Real Patriotism on Memorial Day Means Losing Fewer Soldiers in Meaningless Wars
Saturday May 26, 2018

Most people, when thinking of Memorial Day—if they don’t confuse it with Veterans Day—think of the start of the summer season or great sales at the stores and online. Yet the holiday is supposed to honor those who died in America’s wars. Even some of the limited remembrance on TV and in the news is more superficial than deeply reflective.
Perhaps the greatest tribute to those who have made the ultimate sacrifice might be to reduce the number of those who die in future wars.

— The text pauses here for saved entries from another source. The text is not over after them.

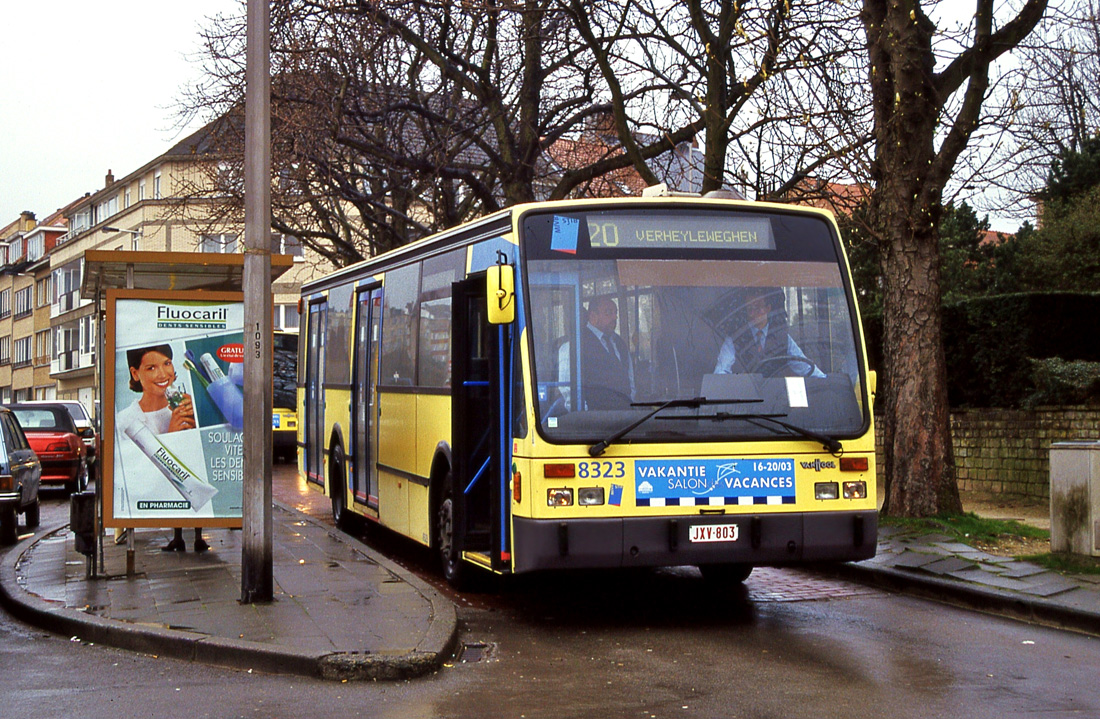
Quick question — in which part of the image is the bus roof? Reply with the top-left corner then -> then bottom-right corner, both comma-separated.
299,195 -> 838,295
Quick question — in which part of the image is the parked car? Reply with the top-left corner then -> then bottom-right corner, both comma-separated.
0,405 -> 42,545
17,400 -> 98,479
8,403 -> 88,494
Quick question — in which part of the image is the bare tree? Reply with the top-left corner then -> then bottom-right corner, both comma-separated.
567,0 -> 873,201
862,0 -> 1048,517
993,0 -> 1100,213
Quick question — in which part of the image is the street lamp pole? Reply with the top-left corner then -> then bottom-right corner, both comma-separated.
241,0 -> 273,603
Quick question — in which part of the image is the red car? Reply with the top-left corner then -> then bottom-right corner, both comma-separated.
9,403 -> 88,494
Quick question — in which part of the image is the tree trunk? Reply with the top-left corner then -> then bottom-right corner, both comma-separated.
864,0 -> 962,517
878,215 -> 961,516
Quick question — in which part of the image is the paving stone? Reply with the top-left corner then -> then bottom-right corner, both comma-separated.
920,556 -> 977,575
998,562 -> 1049,579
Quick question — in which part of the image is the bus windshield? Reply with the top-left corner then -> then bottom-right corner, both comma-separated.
522,206 -> 867,446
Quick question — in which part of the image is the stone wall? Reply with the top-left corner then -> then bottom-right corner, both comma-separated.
875,408 -> 1100,500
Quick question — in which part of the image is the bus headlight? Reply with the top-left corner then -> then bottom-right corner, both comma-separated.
578,487 -> 604,506
815,482 -> 839,500
843,481 -> 868,499
547,488 -> 573,506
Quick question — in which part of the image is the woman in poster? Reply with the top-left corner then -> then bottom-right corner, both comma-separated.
116,344 -> 208,551
116,344 -> 195,434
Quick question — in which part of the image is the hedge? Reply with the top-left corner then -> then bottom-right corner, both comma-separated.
862,292 -> 1100,408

Unfortunately, throughout US history, but especially after the Cold War ended, politicians of both parties have been too quick to send American boys (and now girls) into harm’s way, rather than thinking of war as a last resort – as the nation’s founders did.
The original patriots realized the expenditure of blood and treasure for the leaders’ political goals usually fell to common citizens. The founders believed that war severely undermined the American republic.
“Of all the enemies to public liberty war is, perhaps, the most to be dreaded, because it comprises and develops the germ of every other,” wrote James Madison, our fourth president and an author of our Constitution. “War is the parent of armies; from these proceed debts and taxes; and armies, and debts, and taxes are the known instruments for bringing the many under the domination of the few.